Flue Gas Analysis: Reading Results and Spotting Problems

A practical guide to interpreting FGA readings, identifying faults, and documenting your findings correctly.

Why Flue Gas Analysis Matters

Flue gas analysis isn't just a tick-box exercise. It's your primary diagnostic tool for confirming safe and efficient combustion. Every gas appliance you commission, service, or investigate should get an FGA reading — and you need to know what those numbers are actually telling you.

Under BS 7967-1:2015 (Carbon monoxide in dwellings) and the Gas Safe Technical Bulletin TB 143 and the Gas Industry Unsafe Situations Procedure (GIUSP), flue gas analysis forms a core part of your combustion performance checks. Getting it wrong — or worse, ignoring a bad reading — puts lives at risk and puts your registration on the line.

The Four Key Readings

Your FGA will give you several readings. These are the four you need to focus on:

CO (Carbon Monoxide) — measured in ppm

This is the big one. Carbon monoxide is the silent killer, and your analyser's CO reading is the primary indicator of incomplete combustion. On a properly set-up natural gas appliance, you should typically see:

  • Ideal: Under 100 ppm (parts per million)
  • Acceptable: Under 350 ppm CO (air-free) for most domestic natural gas appliances
  • Investigate: Between 350–550 ppm CO (air-free)
  • Condemn: Over 550 ppm CO (air-free) — classify as Immediately Dangerous (ID)

Remember, your analyser may display CO as-measured or CO air-free (sometimes labelled COaf). The air-free figure strips out the effect of dilution air and gives you the true combustion reading. Always work from the air-free CO figure when assessing against limits.

Warning The 350 ppm air-free threshold is not a universal pass/fail. Some appliance manufacturers set tighter limits in their instructions. Always check the manufacturer's data first — their figures override generic guidance. If no manufacturer data exists, use the Gas Safe thresholds from TB 143 and the GIUSP.

CO₂ (Carbon Dioxide) — measured in %

CO₂ tells you about combustion completeness. For natural gas, a healthy reading typically falls between:

  • Conventional flue appliances: 7%–9% CO₂
  • Fan-assisted / room-sealed: 8%–10% CO₂

Low CO₂ often indicates excess air — check for flue leaks, cracked heat exchangers, or an oversized burner orifice. High CO₂ (approaching or above 10% on natural gas) can suggest insufficient air supply or a restricted flue, which will often come hand-in-hand with rising CO.

O₂ (Oxygen) — measured in %

Oxygen in the flue products tells you how much air is passing through the combustion process without being used. Normal readings for natural gas are:

  • Typical range: 3%–5% O₂
  • Acceptable: Up to around 9% O₂

High O₂ and low CO₂ together point to excess air getting into the system. This could be draughts, a flue pull issue, or a heat exchanger breach. Very low O₂ (under 3%) suggests the appliance is starved of air — a dangerous condition.

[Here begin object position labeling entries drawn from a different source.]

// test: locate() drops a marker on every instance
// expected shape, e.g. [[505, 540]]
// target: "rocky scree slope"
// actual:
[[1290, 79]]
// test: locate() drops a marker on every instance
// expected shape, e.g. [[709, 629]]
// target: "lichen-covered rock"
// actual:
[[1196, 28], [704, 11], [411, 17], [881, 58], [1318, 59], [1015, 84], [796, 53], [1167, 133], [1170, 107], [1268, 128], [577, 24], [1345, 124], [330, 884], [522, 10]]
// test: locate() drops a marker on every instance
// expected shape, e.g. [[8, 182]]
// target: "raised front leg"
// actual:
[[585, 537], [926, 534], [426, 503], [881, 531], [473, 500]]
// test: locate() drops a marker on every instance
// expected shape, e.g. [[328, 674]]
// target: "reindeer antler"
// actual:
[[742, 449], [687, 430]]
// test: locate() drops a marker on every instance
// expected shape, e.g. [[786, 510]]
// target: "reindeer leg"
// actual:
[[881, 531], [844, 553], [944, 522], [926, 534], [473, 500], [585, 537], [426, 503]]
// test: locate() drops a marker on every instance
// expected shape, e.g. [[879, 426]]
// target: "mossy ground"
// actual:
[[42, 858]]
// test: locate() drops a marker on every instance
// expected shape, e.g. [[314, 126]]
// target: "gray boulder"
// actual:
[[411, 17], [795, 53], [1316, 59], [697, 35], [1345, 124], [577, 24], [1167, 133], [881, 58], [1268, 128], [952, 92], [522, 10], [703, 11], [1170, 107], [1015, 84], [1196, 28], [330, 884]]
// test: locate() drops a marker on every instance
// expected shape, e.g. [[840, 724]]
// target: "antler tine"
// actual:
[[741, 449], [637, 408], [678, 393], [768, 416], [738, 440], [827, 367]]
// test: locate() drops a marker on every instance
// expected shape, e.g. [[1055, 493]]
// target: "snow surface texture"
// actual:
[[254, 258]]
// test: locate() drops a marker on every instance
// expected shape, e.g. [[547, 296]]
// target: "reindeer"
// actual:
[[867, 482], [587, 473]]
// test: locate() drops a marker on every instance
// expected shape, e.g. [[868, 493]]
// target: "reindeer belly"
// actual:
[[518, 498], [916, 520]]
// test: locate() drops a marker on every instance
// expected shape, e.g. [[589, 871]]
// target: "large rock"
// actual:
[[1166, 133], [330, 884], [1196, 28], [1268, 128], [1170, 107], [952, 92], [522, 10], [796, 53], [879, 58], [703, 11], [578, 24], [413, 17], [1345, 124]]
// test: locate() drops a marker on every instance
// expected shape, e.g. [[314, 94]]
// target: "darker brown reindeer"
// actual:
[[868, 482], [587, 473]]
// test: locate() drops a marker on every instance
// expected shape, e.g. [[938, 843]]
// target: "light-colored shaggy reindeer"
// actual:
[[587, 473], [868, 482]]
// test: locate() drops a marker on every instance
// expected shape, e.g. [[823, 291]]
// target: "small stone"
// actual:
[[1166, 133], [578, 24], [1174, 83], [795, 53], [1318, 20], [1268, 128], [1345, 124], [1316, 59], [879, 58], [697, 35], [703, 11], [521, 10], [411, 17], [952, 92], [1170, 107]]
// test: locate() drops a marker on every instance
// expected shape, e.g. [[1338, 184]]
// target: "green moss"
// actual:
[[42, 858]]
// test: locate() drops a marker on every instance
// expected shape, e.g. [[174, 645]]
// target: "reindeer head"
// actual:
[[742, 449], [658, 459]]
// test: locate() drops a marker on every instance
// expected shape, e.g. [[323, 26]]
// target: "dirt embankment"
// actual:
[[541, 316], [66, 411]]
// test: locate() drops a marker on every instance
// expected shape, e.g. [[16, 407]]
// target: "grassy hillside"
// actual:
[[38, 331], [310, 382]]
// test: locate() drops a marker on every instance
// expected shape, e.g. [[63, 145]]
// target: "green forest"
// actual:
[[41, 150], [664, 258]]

Efficiency — measured in %

Your analyser calculates combustion efficiency from the other readings. This tells you how effectively the appliance is converting gas into useful heat. Modern condensing boilers should achieve:

  • Condensing mode: 90%+ net efficiency
  • Non-condensing / older appliances: 78%–85% net efficiency

Low efficiency doesn't necessarily mean unsafe, but it does mean the customer is wasting gas and money. It's also an indicator that something may be drifting out of adjustment.

Reading the Results Together

Individual readings only tell you part of the story. The real skill is reading them as a set. Here's what common combinations point to:

High CO + Low CO₂ + High O₂

Excess air is diluting combustion. Check for a cracked heat exchanger, loose flue joints, or a draught issue pulling air through the combustion chamber. On a combi boiler, inspect the heat exchanger seal and burner gasket.

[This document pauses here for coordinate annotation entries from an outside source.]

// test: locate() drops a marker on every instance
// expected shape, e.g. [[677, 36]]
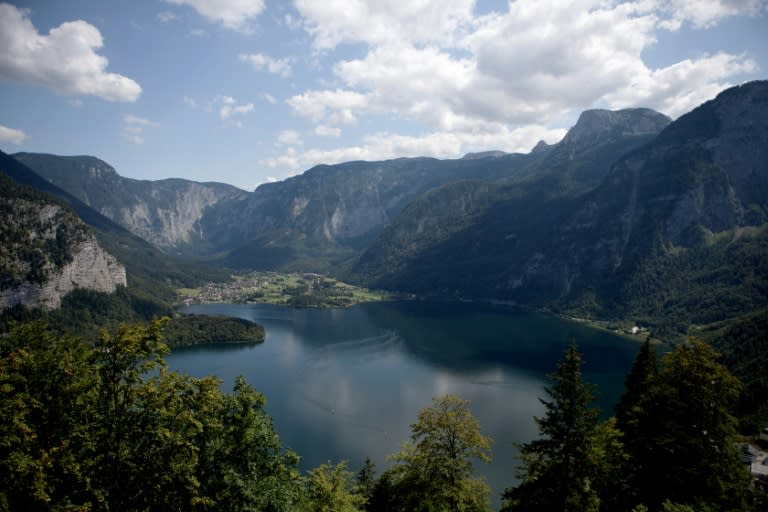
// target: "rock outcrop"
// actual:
[[48, 251], [91, 268], [166, 213]]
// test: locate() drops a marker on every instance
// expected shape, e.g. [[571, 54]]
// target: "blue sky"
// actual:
[[250, 91]]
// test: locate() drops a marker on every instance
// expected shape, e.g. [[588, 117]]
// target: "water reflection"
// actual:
[[346, 384]]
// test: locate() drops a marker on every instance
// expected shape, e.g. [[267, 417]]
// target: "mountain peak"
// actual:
[[483, 154], [598, 124]]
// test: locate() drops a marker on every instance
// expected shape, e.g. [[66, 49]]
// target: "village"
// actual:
[[294, 289]]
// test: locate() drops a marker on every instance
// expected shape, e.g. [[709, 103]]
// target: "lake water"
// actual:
[[348, 383]]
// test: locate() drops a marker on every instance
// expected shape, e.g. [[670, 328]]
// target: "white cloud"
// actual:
[[336, 105], [260, 62], [229, 107], [232, 14], [64, 60], [327, 131], [289, 138], [535, 63], [12, 135], [332, 22], [166, 16], [706, 13], [133, 128]]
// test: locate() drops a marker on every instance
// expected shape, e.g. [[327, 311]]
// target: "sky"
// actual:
[[251, 91]]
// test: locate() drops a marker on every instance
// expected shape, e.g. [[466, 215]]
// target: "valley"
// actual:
[[295, 290], [634, 223]]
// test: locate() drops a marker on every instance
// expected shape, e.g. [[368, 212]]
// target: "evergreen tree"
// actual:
[[330, 488], [636, 384], [109, 428], [687, 454], [569, 467]]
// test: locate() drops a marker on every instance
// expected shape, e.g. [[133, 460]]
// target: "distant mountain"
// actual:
[[47, 250], [316, 220], [165, 213], [325, 216], [676, 227], [517, 205]]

High CO + High CO₂ + Low O₂

The appliance is air-starved. Combustion is oxygen-depleted, producing dangerous levels of CO. Check the air supply — is the room ventilation adequate per BS 5440-2? Are vents blocked? Is there a competing extract fan?

Normal CO + Low CO₂ + Very High O₂

Likely a flue integrity issue or over-rating of the air supply. The appliance may be safe but inefficient. Check flue connections and seals. On open-flue appliances, check for downdraught.

Fluctuating Readings

If your readings won't settle, something is intermittent — a fluttering flame, variable air supply, or wind effects on the flue terminal. Don't just average the readings. Investigate the cause. An intermittent fault can produce dangerous spikes of CO that a snapshot reading might miss.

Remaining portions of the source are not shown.